What would post-traditional Buddhist meditation look like? What does it look like to deeply practice a Buddhist meditation technique outside of a tradition? Is there any value or worth in removing Buddhist meditation techniques from the tradition in which they have been developed and shared, and stood the test of time? In truth, each of these questions has already been answered and they are continuing to be answered by the many people that stumble along with varying degrees of success, finding their own way through books, videos, podcasts, and different degrees of experience had within established Buddhist groups. Meditation techniques themselves were developed by people of course, many of whom were stepping outside of tradition, or adapting and modernising existing traditions. Every time we place ourselves in sincere relationship with a meditation practice, we are adapting the technique through our personal and individual process, bringing new material into relationship with the practice, that is say, making the practice our own. Every time you sit down to meditate, it is a new moment, a new act. This immediacy, if conscious, is an antidote to complacency and a challenge to prescriptive behavioural modification that many traditional forms and approaches to meditation practice take or condone. How far an individual will go in this process will determine how radically they change. After all, if Buddhism has any worth, it is this, change.

My relationship with Buddhism is one of fluctuation, shifting in and out of a sort of intimate embrace, going deeply into shifting possibilities, whilst stepping back and examining with Western eyes and hands: teasing apart delicately and testing through personal experience the human potential within Buddhism’s human articles. Arguing over the ideological content and agenda inherent within politicised religious formations is one approach to take in reviewing Buddhism as a whole, especially if serious disillusionment has settled in and the rot has begun. Another is to deny it its supernatural claims and see it as a rich and varied history of human endeavour, and as such, open to a very human interpretation and reformulation, and this is the approach I like to take here. I feel I go further than the Secular Buddhists, but not as far as Wallis, Steingass and Pepper.

A post-traditional approach, as the British sociologist Anthony Giddens points out, is aware of choice and the constructed nature of tradition. Post-traditional goes beyond prescription to self-determination.
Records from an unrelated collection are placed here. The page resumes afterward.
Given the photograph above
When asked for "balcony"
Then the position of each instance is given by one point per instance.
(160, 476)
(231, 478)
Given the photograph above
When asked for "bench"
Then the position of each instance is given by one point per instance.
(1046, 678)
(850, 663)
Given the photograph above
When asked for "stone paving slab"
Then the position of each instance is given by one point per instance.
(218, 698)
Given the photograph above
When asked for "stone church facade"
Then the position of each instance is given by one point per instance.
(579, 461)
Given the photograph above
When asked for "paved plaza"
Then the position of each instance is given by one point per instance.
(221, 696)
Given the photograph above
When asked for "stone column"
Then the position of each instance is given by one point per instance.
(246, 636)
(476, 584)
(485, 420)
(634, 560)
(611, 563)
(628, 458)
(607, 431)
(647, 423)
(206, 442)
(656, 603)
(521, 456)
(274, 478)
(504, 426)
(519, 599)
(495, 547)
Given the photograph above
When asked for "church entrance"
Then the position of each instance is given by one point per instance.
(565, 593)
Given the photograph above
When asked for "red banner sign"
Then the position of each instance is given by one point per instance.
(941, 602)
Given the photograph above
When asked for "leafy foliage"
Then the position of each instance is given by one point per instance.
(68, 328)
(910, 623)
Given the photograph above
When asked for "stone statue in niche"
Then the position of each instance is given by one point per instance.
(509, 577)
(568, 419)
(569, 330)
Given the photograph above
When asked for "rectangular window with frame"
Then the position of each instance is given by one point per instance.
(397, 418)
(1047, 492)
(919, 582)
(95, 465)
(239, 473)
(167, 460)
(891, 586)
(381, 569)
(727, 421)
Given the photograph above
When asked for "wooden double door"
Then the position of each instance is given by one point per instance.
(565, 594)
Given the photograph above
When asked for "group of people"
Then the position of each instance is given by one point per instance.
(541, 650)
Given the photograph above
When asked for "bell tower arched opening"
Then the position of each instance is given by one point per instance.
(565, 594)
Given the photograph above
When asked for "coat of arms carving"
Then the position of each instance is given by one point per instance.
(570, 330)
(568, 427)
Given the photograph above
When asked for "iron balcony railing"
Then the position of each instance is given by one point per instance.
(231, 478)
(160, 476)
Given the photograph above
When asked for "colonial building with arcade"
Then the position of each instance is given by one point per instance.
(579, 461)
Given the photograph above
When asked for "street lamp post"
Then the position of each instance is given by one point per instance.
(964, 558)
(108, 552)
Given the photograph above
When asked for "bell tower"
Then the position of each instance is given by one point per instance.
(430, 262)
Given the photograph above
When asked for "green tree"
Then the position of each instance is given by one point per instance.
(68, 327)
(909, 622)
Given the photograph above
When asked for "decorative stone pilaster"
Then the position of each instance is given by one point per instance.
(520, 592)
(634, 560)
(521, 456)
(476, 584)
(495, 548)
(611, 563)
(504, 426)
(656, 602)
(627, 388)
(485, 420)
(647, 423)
If I am not a product of tradition, if I am not an autonym that acts in accordance with a fixed past, then I must necessarily choose how to engage and how to act in a (hopefully) conscious relationship with tradition/s. Post-traditional implies a degree of freedom then and awareness about that freedom. If deference to tradition sits opposite modern self-reflection, then a question that emerges is why do people grasp at the seeming solidity of tradition and not embrace a more self-aware relationship with Buddhism as the construct that it is? Well, in part, traditions, especially of the religious persuasion, have a nasty habit of defending themselves from progress and change. Impermanence has long been the enemy of stability and Buddhist institutions are no strangers to this in spite of what they preach. The old anti-modernity pursuit of a pure past, authentic tradition, the guarantor of expertise and so forth are the weapons raised in defence against the uncertainty and destabilising nature of change. Of course this friction plays out constantly at all levels of society, but, perhaps we, as in you and I, can embrace uncertainty and recognise Darwin’s claim that it is not the strongest that survive, but those most able to adapt to change.